I’ve just had a very interesting conversation with my brother John. He is 12 years older than me, so he’ll be 84 currently but he’s got a good memory.

He told me about his visit to Hong Kong in the 1960s whilst he was in the army. While he was there, he had a wander round to remember the places that he knew when he was a boy just before he, my brother George and my mum were evacuated from Hong Kong in 1940. John would have been about 5 years old then. He said they lived in two places –The Peak which you access via the Peak railway and near the racecourse in Happy Valley. I think The Peak must have been their 1st home. He says he tried to find out where they lived, and he remembered they had a view down into Repulse Bay. He asked the Chinese workmen where he could see this view and he was taken a short distance and shown a view. He asked the Chinese workmen where the houses had gone and he replied, “look down”. John looked down and saw the outline of foundations of buildings.

John says he remembers being evacuated and has a memory of docking in Singapore as well as Manila in the Philippines. This seems a bit strange to me so I can only assume that in that evacuation of 1940 the ship may have gone to Singapore after the 2nd evacuation from Manila and sailed to Singapore before being redirected to Australia. I can’t be sure but maybe he’s mixing up his memory of a short visit to Singapore when the family went out to join my Dad in Hong Kong in 1938.

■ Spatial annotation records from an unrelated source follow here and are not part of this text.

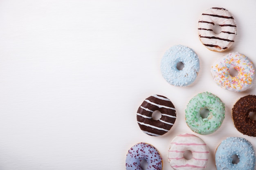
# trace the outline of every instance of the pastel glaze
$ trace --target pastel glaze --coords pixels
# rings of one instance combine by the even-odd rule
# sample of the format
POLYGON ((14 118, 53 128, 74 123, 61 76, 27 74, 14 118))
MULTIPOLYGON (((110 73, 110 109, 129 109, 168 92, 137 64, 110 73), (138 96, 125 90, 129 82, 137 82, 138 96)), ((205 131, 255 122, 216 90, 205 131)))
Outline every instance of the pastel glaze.
POLYGON ((254 79, 255 68, 252 62, 238 52, 229 53, 217 60, 211 67, 213 81, 222 88, 230 91, 245 91, 252 87, 254 79), (231 76, 230 69, 238 72, 231 76))
POLYGON ((228 10, 222 8, 211 8, 201 15, 198 30, 199 39, 205 47, 210 50, 222 52, 234 42, 236 24, 228 10), (214 33, 214 26, 220 26, 220 33, 214 33))
POLYGON ((175 170, 203 170, 208 161, 209 152, 204 142, 193 135, 179 135, 172 140, 168 150, 168 161, 175 170), (183 154, 190 151, 192 158, 187 160, 183 154))
POLYGON ((225 106, 220 99, 209 92, 198 94, 192 98, 185 110, 186 122, 190 129, 200 135, 208 135, 216 131, 225 118, 225 106), (203 118, 201 109, 209 111, 203 118))
POLYGON ((218 147, 215 162, 217 170, 254 170, 255 154, 251 143, 245 138, 229 137, 218 147), (232 163, 234 155, 239 159, 236 164, 232 163))
POLYGON ((143 170, 140 165, 142 160, 148 163, 147 170, 162 170, 162 159, 157 149, 149 144, 139 143, 128 151, 126 160, 126 170, 143 170))
POLYGON ((195 79, 199 71, 199 59, 191 49, 181 45, 171 47, 163 57, 161 71, 163 77, 170 84, 180 86, 188 86, 195 79), (177 68, 182 62, 184 67, 177 68))
POLYGON ((153 95, 146 99, 137 111, 137 123, 145 133, 159 136, 169 131, 176 120, 176 109, 171 100, 160 95, 153 95), (152 114, 159 110, 161 117, 154 120, 152 114))

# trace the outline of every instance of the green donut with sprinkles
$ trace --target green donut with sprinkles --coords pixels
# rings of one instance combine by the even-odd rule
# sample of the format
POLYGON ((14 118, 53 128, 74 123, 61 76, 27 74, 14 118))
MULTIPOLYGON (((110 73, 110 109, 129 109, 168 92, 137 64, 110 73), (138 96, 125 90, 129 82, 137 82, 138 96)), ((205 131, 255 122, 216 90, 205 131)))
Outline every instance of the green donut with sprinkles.
POLYGON ((209 135, 221 126, 225 118, 225 106, 216 95, 203 92, 190 100, 185 112, 186 122, 192 131, 209 135))

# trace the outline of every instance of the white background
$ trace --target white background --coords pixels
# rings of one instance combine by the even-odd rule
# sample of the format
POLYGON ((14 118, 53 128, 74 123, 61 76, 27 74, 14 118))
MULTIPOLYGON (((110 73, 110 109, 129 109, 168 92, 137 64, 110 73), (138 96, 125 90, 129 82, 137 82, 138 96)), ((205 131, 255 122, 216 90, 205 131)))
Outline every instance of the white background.
POLYGON ((212 64, 229 52, 256 63, 256 1, 198 0, 0 0, 0 170, 124 170, 128 150, 140 142, 158 149, 164 169, 176 135, 197 135, 210 150, 207 170, 216 169, 222 140, 256 137, 234 127, 231 109, 240 97, 256 94, 222 89, 213 82, 212 64), (198 35, 199 18, 210 7, 228 9, 237 24, 228 51, 211 51, 198 35), (193 49, 200 62, 195 81, 169 84, 160 62, 171 46, 193 49), (184 110, 208 91, 225 104, 216 132, 201 135, 185 121, 184 110), (170 99, 177 119, 159 137, 140 130, 137 109, 149 96, 170 99))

I asked John why Dad left the army in 1945/46. He said it was all to do with the POWs being sent to, in Dad’s case, an army camp at Pocklington Yorkshire. The men who had been in POW camp for 4 years were sent there for retraining to get them used to life back in the army. John said there was a sergeant, George Rockall who John met some years later in the mid-1950s when John was in the army serving at NATO headquarters at Fontainebleau in France. George Rockall was in charge of drilling the men on the parade ground at Pocklington in 1945. It was all to do with Dad’s reaction to this overzealous Sgt who John said looked very much like Captain Mainwaring of Dad’s Army. Apparently, Dad walked off the parade ground in the middle of being drilled as if he was a private soldier having just joined the army and asked for the papers so that he could resign from his service career.

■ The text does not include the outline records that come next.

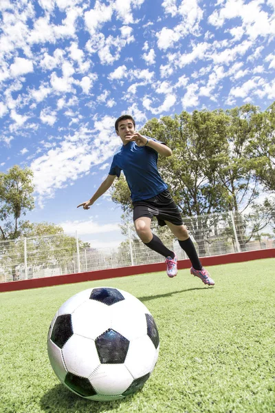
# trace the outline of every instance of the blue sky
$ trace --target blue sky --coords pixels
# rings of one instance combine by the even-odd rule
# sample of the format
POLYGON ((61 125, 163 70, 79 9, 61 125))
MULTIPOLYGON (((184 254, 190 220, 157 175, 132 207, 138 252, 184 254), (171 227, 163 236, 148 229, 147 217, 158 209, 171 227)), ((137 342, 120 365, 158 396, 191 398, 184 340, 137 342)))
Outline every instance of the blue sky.
POLYGON ((108 193, 76 209, 109 172, 122 114, 266 109, 275 100, 275 0, 1 0, 0 171, 32 168, 32 222, 122 239, 108 193))

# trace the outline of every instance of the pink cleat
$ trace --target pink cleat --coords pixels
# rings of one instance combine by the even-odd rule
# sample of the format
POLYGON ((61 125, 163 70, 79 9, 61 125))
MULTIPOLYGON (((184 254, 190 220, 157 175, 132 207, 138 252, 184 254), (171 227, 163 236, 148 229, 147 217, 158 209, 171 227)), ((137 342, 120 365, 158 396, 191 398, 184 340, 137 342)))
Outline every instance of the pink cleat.
POLYGON ((170 278, 175 277, 177 273, 177 257, 175 255, 174 258, 167 257, 165 262, 167 264, 167 275, 170 277, 170 278))
POLYGON ((199 277, 201 281, 208 286, 214 286, 214 281, 212 279, 208 271, 202 267, 201 270, 195 270, 191 267, 190 271, 195 277, 199 277))

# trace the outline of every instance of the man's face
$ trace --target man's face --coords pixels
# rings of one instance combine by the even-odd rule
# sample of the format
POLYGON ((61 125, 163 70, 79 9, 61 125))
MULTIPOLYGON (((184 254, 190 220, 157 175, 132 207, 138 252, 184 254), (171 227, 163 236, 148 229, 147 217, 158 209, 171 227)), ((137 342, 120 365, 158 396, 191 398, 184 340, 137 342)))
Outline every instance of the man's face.
POLYGON ((131 138, 135 133, 135 127, 133 120, 131 119, 125 119, 120 120, 118 123, 117 135, 118 135, 123 143, 126 142, 126 138, 131 138))

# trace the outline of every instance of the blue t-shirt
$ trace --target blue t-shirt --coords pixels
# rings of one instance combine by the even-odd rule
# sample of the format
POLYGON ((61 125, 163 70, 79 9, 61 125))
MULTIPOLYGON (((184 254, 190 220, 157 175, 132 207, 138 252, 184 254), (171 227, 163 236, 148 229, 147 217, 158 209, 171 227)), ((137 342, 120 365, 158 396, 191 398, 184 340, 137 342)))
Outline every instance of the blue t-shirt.
MULTIPOLYGON (((159 142, 156 139, 153 140, 159 142)), ((155 149, 129 142, 113 156, 109 174, 119 178, 123 171, 132 201, 148 200, 168 188, 157 171, 157 158, 158 153, 155 149)))

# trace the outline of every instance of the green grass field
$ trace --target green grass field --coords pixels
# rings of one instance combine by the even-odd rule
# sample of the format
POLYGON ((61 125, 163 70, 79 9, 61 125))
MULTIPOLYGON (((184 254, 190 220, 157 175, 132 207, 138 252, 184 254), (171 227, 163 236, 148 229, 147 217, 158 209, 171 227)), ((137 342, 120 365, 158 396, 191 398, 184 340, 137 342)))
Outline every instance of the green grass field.
POLYGON ((0 294, 1 413, 275 412, 275 259, 213 266, 214 288, 189 271, 0 294), (60 383, 47 358, 47 330, 72 295, 121 288, 153 314, 160 338, 142 390, 93 402, 60 383))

After what Dad went through in the war I’m not surprised. Especially as Dad was a senior warrant officer in Hong Kong before he had been captured. He was an experienced soldier and I believe it was an insult to re-drill such men. However, as John says it was a decision which he believes Dad regretted. If he had stayed in the army, he would almost certainly have been made up to a senior warrant officer very quickly and probably would have got a commission as a major and served out probably another 15 years before leaving the army.
Sadly, Dad left the army and had to find a job. Things weren’t good after the war as there were lots of men looking for jobs as most of the service people had been conscripted into the services just for the war period and they were all on the jobs market as well. Dad had to start all over again in telecommunications. He joined the GPO telephone engineering department and began life all over again as a labourer digging holes and putting up telegraph poles. What must have added insult to injury was that he had to work through one of the worst winters in living memory in 1947 when he spent months repairing the telephone overhead wires and telegraph poles

in the Basingstoke area in freezing weather and deep snow! Dad’s decision meant that our family didn’t have much money and mum had to go out to work. Luckily, being an ex-serviceman, our family was given a council house in Aldershot. In the end Dad did make the grade and became a manager in the GPO Guildford telephone area and was a very well-respected engineer and manager.